D'autres tours correspondent à un maniement comique ou faussement naïf de la langue française. Guignol et ses continuateurs :

  • disent des animals ou des chevals

  • emploient perçoivre et reçoivre à la place de percevoir et recevoir, être de croire à la place de être croyable 

  • utilisent le subjonctif imparfait à la place du subjonctif présent (ex. elle ne veut plus que je la fréquentasse),

  • juxtaposent des adverbes de quantité de même sens (par exemple si tant au lieu de si ou de tant),

  • mettent le verbe au pluriel après le monde employé dans le sens de "les gens" (ex. « Tout le monde peuvent pas être de Lyon, il en faut bien d’un peu partout » est une des maximes de la Plaisante Sagesse lyonnaise).

La langue de Guignol se caractérise surtout par l’emploi de nombreux régionalismes lexicaux dont la plupart viennent du substrat dialectal francoprovençal.

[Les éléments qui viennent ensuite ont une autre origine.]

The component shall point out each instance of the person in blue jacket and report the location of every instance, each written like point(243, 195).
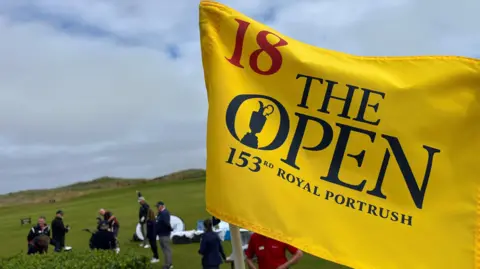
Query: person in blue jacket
point(152, 234)
point(211, 247)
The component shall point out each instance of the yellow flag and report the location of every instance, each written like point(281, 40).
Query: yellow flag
point(370, 162)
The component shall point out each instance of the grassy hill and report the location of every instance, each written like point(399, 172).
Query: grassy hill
point(183, 193)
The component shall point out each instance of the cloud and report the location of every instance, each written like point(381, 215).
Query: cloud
point(115, 87)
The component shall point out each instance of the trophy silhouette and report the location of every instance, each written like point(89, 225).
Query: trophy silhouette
point(257, 122)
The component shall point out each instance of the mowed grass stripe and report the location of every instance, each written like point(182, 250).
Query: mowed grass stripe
point(184, 198)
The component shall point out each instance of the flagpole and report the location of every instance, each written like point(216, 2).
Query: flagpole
point(235, 238)
point(237, 249)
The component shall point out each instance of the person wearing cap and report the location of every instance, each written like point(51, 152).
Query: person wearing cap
point(41, 229)
point(142, 219)
point(164, 229)
point(114, 225)
point(103, 238)
point(58, 231)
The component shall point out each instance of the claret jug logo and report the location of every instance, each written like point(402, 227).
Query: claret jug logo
point(306, 121)
point(257, 122)
point(258, 119)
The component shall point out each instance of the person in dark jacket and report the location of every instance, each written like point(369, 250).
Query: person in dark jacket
point(211, 247)
point(152, 234)
point(103, 238)
point(164, 229)
point(113, 224)
point(142, 218)
point(40, 229)
point(215, 221)
point(58, 231)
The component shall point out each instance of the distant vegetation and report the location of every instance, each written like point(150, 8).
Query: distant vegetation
point(77, 259)
point(82, 188)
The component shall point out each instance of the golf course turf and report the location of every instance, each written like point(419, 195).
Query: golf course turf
point(184, 198)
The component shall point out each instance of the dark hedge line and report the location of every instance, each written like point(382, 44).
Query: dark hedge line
point(77, 260)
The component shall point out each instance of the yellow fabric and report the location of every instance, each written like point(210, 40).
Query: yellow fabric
point(429, 116)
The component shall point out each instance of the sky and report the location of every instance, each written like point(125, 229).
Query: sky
point(92, 88)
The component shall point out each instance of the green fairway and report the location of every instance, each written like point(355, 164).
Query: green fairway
point(184, 198)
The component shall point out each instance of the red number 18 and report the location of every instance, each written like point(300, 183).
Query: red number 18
point(265, 46)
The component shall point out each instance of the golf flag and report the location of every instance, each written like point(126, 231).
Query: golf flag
point(370, 162)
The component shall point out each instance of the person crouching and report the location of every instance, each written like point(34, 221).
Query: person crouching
point(211, 247)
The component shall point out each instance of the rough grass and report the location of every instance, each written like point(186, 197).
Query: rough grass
point(184, 197)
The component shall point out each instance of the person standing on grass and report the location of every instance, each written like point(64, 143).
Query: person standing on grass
point(270, 253)
point(58, 231)
point(41, 229)
point(164, 229)
point(142, 218)
point(103, 238)
point(151, 234)
point(211, 247)
point(114, 225)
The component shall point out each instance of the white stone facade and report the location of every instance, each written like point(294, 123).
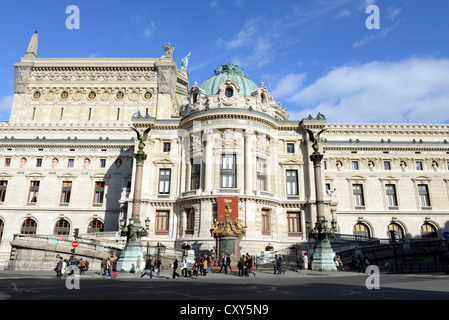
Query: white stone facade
point(70, 127)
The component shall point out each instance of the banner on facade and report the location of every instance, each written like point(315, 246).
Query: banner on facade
point(232, 202)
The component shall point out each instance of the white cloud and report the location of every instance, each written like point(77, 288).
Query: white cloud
point(6, 103)
point(380, 34)
point(148, 31)
point(288, 85)
point(5, 107)
point(413, 90)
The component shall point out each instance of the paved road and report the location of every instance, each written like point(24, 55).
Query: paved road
point(303, 285)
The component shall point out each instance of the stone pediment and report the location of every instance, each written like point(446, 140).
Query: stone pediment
point(291, 162)
point(164, 161)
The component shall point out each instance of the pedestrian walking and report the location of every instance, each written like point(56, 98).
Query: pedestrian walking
point(305, 260)
point(241, 266)
point(185, 267)
point(158, 267)
point(249, 265)
point(205, 262)
point(64, 268)
point(82, 266)
point(148, 267)
point(279, 265)
point(228, 263)
point(223, 262)
point(195, 269)
point(108, 269)
point(175, 266)
point(59, 268)
point(209, 265)
point(138, 264)
point(275, 267)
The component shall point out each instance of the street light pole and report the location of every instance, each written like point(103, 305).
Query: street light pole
point(323, 257)
point(134, 231)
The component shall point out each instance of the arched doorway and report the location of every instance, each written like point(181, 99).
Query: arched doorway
point(399, 231)
point(29, 226)
point(62, 228)
point(361, 229)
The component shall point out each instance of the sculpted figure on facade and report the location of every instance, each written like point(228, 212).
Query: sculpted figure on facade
point(168, 50)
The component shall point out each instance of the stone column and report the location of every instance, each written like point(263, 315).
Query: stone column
point(319, 199)
point(249, 139)
point(208, 160)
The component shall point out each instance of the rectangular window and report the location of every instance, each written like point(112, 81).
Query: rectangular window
point(195, 175)
point(390, 190)
point(162, 222)
point(190, 226)
point(66, 190)
point(99, 192)
point(357, 190)
point(164, 181)
point(34, 191)
point(419, 165)
point(294, 226)
point(228, 171)
point(423, 191)
point(3, 186)
point(261, 174)
point(292, 182)
point(266, 228)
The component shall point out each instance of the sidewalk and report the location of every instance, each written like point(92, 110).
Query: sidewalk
point(167, 274)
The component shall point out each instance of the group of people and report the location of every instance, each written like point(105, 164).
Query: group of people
point(245, 265)
point(156, 265)
point(107, 268)
point(201, 265)
point(67, 267)
point(338, 263)
point(278, 264)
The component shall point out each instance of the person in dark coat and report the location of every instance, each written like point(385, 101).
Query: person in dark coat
point(175, 266)
point(148, 268)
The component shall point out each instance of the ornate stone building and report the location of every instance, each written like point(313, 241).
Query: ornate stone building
point(66, 158)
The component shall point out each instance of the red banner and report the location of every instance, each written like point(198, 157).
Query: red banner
point(232, 202)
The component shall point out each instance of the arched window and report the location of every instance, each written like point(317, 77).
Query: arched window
point(95, 226)
point(399, 232)
point(361, 229)
point(2, 225)
point(428, 231)
point(29, 226)
point(62, 228)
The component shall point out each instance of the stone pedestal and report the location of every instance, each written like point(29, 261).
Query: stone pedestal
point(323, 257)
point(128, 259)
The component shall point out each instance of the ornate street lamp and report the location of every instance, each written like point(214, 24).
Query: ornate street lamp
point(134, 231)
point(323, 257)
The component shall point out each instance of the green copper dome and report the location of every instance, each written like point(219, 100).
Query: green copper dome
point(211, 85)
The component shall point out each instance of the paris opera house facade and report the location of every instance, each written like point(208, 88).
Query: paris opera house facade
point(67, 158)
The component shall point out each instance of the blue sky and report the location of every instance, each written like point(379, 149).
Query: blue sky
point(313, 56)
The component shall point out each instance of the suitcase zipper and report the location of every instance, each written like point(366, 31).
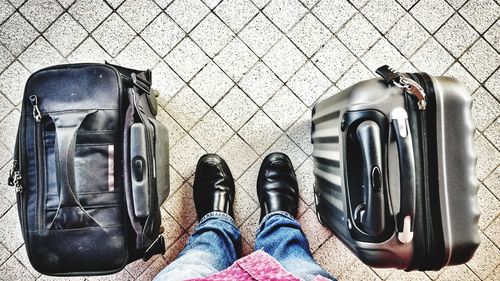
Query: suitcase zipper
point(39, 147)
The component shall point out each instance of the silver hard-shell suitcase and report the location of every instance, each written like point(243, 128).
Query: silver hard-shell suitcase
point(394, 170)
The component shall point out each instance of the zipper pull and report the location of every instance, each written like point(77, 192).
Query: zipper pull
point(36, 111)
point(413, 88)
point(15, 177)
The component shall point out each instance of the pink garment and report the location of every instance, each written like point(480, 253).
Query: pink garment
point(257, 266)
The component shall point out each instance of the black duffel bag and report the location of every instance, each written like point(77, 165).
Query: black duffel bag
point(90, 169)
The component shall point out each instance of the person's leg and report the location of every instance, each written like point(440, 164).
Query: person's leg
point(279, 233)
point(281, 236)
point(213, 247)
point(216, 242)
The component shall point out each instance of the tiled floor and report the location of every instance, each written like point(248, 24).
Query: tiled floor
point(238, 77)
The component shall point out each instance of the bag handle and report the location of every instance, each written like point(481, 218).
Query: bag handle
point(67, 124)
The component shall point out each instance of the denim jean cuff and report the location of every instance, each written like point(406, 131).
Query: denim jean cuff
point(272, 214)
point(218, 215)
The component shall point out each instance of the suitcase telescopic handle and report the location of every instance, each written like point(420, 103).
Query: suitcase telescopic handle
point(405, 219)
point(372, 217)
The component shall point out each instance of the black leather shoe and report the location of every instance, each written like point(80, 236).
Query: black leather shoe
point(213, 188)
point(277, 187)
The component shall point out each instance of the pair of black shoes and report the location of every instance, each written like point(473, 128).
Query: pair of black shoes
point(277, 188)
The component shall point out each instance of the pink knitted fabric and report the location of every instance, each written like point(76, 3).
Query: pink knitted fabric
point(256, 266)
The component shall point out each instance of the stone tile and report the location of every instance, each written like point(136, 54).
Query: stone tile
point(333, 59)
point(432, 58)
point(381, 53)
point(456, 35)
point(493, 84)
point(236, 13)
point(41, 13)
point(285, 13)
point(16, 34)
point(7, 10)
point(244, 205)
point(284, 59)
point(180, 205)
point(358, 35)
point(184, 156)
point(10, 232)
point(309, 83)
point(492, 182)
point(285, 145)
point(236, 108)
point(460, 73)
point(401, 275)
point(309, 34)
point(485, 109)
point(138, 55)
point(316, 233)
point(22, 257)
point(305, 178)
point(260, 132)
point(481, 60)
point(138, 13)
point(382, 13)
point(12, 82)
point(284, 108)
point(489, 206)
point(211, 132)
point(480, 13)
point(175, 131)
point(6, 57)
point(236, 59)
point(485, 259)
point(186, 108)
point(90, 13)
point(342, 10)
point(334, 256)
point(432, 13)
point(359, 271)
point(493, 133)
point(162, 34)
point(12, 269)
point(40, 54)
point(6, 125)
point(212, 35)
point(493, 35)
point(249, 227)
point(166, 81)
point(300, 132)
point(488, 157)
point(260, 83)
point(493, 232)
point(407, 29)
point(172, 229)
point(238, 155)
point(120, 276)
point(260, 34)
point(211, 83)
point(248, 179)
point(4, 254)
point(187, 13)
point(65, 27)
point(186, 59)
point(89, 51)
point(113, 34)
point(358, 72)
point(5, 106)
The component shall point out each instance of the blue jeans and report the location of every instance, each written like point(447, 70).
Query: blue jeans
point(216, 244)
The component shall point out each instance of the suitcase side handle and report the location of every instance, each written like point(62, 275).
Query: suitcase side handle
point(373, 215)
point(405, 219)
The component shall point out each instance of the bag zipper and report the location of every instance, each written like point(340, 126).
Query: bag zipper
point(39, 152)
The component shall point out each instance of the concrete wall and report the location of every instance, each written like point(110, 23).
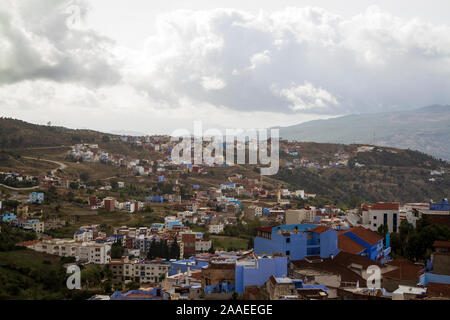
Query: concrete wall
point(266, 267)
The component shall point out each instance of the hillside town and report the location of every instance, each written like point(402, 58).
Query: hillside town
point(297, 253)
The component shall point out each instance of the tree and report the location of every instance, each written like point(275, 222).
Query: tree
point(397, 244)
point(84, 176)
point(74, 185)
point(383, 230)
point(405, 229)
point(174, 250)
point(132, 285)
point(117, 250)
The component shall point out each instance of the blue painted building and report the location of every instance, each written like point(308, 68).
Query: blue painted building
point(297, 241)
point(8, 216)
point(440, 206)
point(36, 197)
point(181, 266)
point(257, 270)
point(370, 244)
point(158, 199)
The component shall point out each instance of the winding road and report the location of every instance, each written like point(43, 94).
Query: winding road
point(60, 165)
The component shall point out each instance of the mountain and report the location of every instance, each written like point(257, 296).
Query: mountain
point(426, 129)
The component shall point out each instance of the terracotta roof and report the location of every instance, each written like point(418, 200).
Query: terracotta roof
point(340, 265)
point(441, 244)
point(29, 243)
point(196, 275)
point(438, 289)
point(320, 229)
point(265, 229)
point(367, 235)
point(348, 245)
point(406, 270)
point(385, 206)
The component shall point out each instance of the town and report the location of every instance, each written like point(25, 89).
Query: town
point(159, 231)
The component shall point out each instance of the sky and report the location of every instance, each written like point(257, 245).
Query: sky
point(156, 66)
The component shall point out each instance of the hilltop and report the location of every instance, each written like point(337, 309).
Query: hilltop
point(426, 129)
point(377, 174)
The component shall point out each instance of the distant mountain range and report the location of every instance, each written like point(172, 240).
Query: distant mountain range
point(426, 129)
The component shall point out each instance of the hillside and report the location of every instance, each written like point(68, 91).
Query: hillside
point(426, 129)
point(19, 135)
point(383, 174)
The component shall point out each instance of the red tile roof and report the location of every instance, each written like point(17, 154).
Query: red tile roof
point(339, 265)
point(320, 229)
point(28, 243)
point(348, 245)
point(438, 290)
point(406, 270)
point(265, 229)
point(367, 235)
point(385, 206)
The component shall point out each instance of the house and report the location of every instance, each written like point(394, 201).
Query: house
point(438, 267)
point(363, 241)
point(219, 276)
point(109, 204)
point(297, 241)
point(92, 252)
point(300, 216)
point(407, 292)
point(405, 274)
point(345, 270)
point(255, 270)
point(382, 213)
point(151, 294)
point(140, 271)
point(36, 197)
point(215, 228)
point(280, 287)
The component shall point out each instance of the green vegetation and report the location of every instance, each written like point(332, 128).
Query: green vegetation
point(26, 274)
point(161, 249)
point(417, 244)
point(229, 243)
point(9, 238)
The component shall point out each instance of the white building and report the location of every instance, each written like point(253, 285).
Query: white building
point(382, 213)
point(215, 228)
point(202, 245)
point(300, 216)
point(91, 252)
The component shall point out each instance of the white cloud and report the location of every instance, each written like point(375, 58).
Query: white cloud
point(212, 83)
point(271, 68)
point(308, 97)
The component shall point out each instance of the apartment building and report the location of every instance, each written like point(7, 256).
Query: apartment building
point(139, 271)
point(91, 252)
point(382, 213)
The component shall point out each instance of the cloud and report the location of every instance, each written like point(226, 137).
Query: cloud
point(231, 66)
point(38, 42)
point(308, 97)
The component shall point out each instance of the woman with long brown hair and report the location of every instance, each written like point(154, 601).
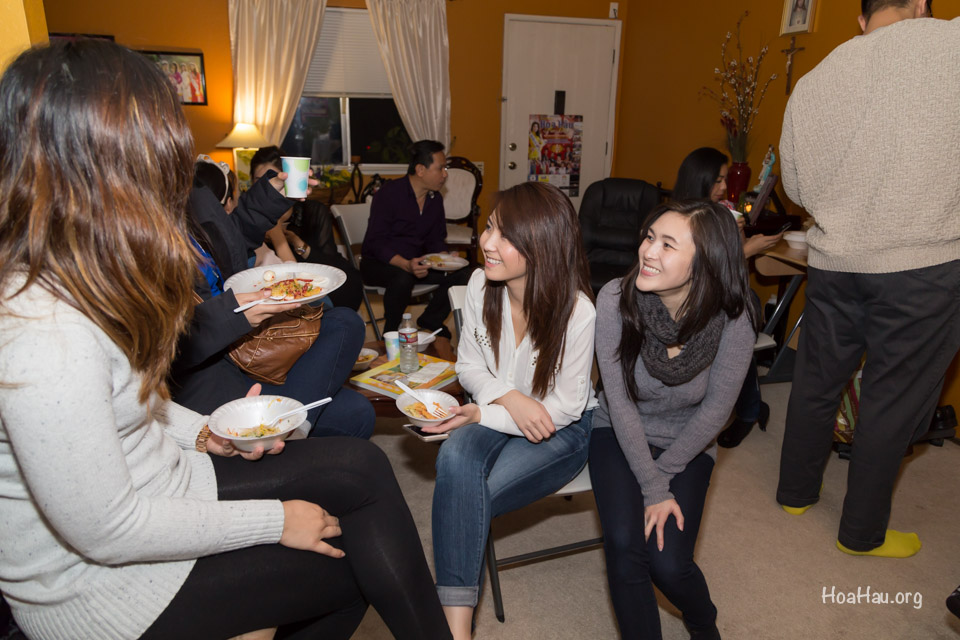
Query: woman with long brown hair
point(525, 356)
point(114, 526)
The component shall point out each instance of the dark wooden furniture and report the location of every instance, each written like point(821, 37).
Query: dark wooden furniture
point(460, 194)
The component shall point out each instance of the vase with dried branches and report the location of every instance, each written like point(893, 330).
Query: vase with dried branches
point(739, 93)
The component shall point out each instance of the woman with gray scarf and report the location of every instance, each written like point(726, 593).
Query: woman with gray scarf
point(674, 338)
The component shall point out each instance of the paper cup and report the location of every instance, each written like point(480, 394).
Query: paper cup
point(297, 170)
point(392, 340)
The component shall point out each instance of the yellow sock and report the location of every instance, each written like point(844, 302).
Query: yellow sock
point(896, 544)
point(795, 511)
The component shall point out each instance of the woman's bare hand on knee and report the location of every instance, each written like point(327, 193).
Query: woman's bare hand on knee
point(656, 515)
point(531, 417)
point(307, 525)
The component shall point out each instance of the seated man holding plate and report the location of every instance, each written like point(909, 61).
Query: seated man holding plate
point(406, 230)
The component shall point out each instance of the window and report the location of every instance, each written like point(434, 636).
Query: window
point(346, 108)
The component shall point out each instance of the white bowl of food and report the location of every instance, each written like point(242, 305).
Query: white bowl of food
point(796, 239)
point(424, 340)
point(243, 421)
point(365, 358)
point(415, 410)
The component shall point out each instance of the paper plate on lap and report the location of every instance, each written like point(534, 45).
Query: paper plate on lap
point(444, 262)
point(327, 278)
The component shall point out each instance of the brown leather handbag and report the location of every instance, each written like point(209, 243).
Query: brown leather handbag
point(267, 353)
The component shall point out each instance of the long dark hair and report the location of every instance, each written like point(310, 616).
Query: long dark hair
point(719, 282)
point(539, 221)
point(698, 173)
point(96, 160)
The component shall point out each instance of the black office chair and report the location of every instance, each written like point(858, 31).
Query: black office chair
point(611, 214)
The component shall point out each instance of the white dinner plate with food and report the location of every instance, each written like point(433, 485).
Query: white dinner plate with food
point(444, 261)
point(288, 282)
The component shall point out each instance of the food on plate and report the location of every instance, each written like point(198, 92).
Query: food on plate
point(294, 289)
point(419, 411)
point(259, 431)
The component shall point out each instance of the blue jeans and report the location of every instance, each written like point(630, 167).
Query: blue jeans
point(323, 370)
point(482, 473)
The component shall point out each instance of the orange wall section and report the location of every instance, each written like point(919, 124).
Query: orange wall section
point(176, 25)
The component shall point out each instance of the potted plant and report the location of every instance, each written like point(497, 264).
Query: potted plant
point(739, 95)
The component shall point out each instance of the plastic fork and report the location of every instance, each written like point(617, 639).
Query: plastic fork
point(436, 411)
point(254, 303)
point(287, 414)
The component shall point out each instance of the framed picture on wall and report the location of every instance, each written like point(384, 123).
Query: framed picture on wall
point(797, 16)
point(185, 73)
point(76, 36)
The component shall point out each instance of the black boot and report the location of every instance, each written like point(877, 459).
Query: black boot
point(740, 429)
point(953, 602)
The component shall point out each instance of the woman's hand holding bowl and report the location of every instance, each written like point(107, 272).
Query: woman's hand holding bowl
point(222, 447)
point(466, 414)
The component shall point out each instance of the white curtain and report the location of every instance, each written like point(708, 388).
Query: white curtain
point(272, 43)
point(412, 35)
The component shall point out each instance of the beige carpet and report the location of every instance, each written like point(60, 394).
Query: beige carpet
point(767, 570)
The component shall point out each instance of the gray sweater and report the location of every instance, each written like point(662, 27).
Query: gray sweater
point(684, 419)
point(870, 147)
point(103, 506)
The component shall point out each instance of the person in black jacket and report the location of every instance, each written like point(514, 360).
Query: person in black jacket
point(203, 378)
point(308, 231)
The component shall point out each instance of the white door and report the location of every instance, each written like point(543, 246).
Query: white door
point(548, 60)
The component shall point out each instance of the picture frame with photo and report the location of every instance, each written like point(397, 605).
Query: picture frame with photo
point(798, 16)
point(72, 37)
point(185, 72)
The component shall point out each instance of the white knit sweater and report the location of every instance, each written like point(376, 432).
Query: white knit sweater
point(103, 508)
point(871, 149)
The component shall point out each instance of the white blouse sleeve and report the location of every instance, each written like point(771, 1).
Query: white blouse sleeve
point(570, 393)
point(475, 372)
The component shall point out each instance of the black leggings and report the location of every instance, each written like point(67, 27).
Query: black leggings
point(306, 594)
point(635, 566)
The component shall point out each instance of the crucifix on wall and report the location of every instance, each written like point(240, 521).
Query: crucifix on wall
point(792, 51)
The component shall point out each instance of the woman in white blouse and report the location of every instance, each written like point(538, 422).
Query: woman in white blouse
point(525, 356)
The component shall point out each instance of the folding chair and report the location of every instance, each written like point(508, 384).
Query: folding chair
point(579, 484)
point(352, 220)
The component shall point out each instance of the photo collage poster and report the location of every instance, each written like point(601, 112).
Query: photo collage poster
point(553, 151)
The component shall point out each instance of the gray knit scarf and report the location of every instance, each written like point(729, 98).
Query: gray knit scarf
point(660, 330)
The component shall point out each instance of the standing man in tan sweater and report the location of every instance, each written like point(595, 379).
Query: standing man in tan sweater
point(871, 149)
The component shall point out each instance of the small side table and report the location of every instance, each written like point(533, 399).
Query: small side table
point(385, 406)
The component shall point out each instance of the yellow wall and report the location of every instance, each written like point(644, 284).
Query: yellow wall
point(175, 25)
point(22, 24)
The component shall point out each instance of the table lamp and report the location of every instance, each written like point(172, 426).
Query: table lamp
point(244, 139)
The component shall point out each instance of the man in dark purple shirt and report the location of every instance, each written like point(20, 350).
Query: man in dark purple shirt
point(407, 221)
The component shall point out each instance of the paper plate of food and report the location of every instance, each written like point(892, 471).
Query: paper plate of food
point(288, 282)
point(444, 261)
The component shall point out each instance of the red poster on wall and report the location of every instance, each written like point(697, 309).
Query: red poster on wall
point(553, 151)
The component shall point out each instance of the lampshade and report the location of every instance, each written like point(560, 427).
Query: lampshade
point(244, 135)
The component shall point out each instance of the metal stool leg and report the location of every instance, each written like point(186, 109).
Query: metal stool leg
point(494, 578)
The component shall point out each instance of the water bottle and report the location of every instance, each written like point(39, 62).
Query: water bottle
point(409, 362)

Il est impossible de tous les citer ici, car il y en plusieurs centaines et on les trouve dans tous les champs sémantiques.

Pour donner un aperçu de ce vocabulaire, voici les mots qu’Anne-Marie Vurpas et moi-même avons mis dans le chapitre « Caractère, qualités et défauts, comportement » de l’ouvrage Le parler des gones des origines à aujourd’hui (Le Poutan, 2019).

Il existe plusieurs mots (adjectifs ou noms) pour désigner le naïf ou le niais : babian, benoni, bredin, brelaud, foutraudEtre une grande bugne, c'est être maladroit et empoté (peut-être parce que cette friandise bien lyonnaise n'a pas de contour bien défini).

Un caquenano est un homme bête et frustre, un grand gognand est un homme bête et maladroit. Une gognandise est une bêtise ou une plaisanterie (ce mot lyonnais a aussi été donné récemment à une confiserie lyonnaise).

Un traîne-grolles est un traînard tandis que quelqu'un qui est démenet est dégourdi.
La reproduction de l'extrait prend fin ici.